Colonial has reported progress and said Wednesday that it is restarting operations after the cyberattack. Yet the alarm put the White House on the defensive as it seeks to push through a major overhaul of the U.S. energy sector. House Minority Leader Kevin McCarthy (R-Calif.) slammed Biden over gas, car and lumber prices on Wednesday.
While gas prices have increased, nationally they were in the same ballpark as increases in 2018 and 2019, according to data posted Monday by AAA.
The anxieties over the gas shortage and inflation come on top of the April jobs report, released Friday, which showed an unexpected slowdown in the pace of hiring compared with the month before. The president and Treasury Secretary Janet Yellen urged patience and said the economy is still creating roughly 500,000 jobs on average every month. The weak jobs numbers fueled complaints from business groups that the $300 per week unemployment benefit, approved by Democrats in March, is discouraging workers from returning to the labor market.

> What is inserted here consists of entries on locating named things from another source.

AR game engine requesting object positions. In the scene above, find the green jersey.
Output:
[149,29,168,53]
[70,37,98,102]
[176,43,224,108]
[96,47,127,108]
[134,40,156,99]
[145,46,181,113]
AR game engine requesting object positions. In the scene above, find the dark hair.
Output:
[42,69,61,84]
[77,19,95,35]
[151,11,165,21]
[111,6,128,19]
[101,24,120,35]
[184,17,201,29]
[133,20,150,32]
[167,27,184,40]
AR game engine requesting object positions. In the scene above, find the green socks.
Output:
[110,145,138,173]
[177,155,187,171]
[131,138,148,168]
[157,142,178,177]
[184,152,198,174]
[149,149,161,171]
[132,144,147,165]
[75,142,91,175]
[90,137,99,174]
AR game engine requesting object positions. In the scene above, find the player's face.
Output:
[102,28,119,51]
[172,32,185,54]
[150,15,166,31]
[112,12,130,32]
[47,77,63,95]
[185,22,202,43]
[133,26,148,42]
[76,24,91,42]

Many economists dispute that notion, but the attacks are still poised to threaten the administration’s broader agenda. Republicans were quick to call for the administration to seek either compromise or slow down the pace of the more than $4 trillion in spending it wants to approve over 10 years. Conservatives have long expressed unease about the trillions of dollars approved by Congress in response to the pandemic.
“What we have done over the last year is well beyond what we can point to historical examples to guide us on, so it’s extremely important to take a pause and see how this is all actually affecting the economy,” said Brian Riedl, a former aide to Sen. Rob Portman (R-Ohio) now at the Manhattan Institute, a libertarian-leaning think tank. “The experts have been getting it wrong. They severely underestimated both the jobs and inflation data. So it’s vitally important to respond to events and reevaluate.”
But the administration faces competing pressure not to shrink its proposals in the face of GOP opposition. Rep. Pramila Jayapal (D-Wash.), chair of the Congressional Progressive Caucus, said the jobs numbers bolster the case for the White House to push for major investments in child care, pointing to the decline of employment among women. Jayapal circulated a letter on Wednesday signed by 60 House Democrats, including some centrists, saying that “the pursuit of Republican votes cannot come at the expense of limiting the scope of popular investments.”
“The White House should not be scared,” Jayapal said. “I understand the White House is getting hit by Republicans on this, but to me the way to deal with it is to lean in to the jobs report, whereas work search requirements and cracking down on people is not the right way to go.”
Hamza Shaban contributed to this report.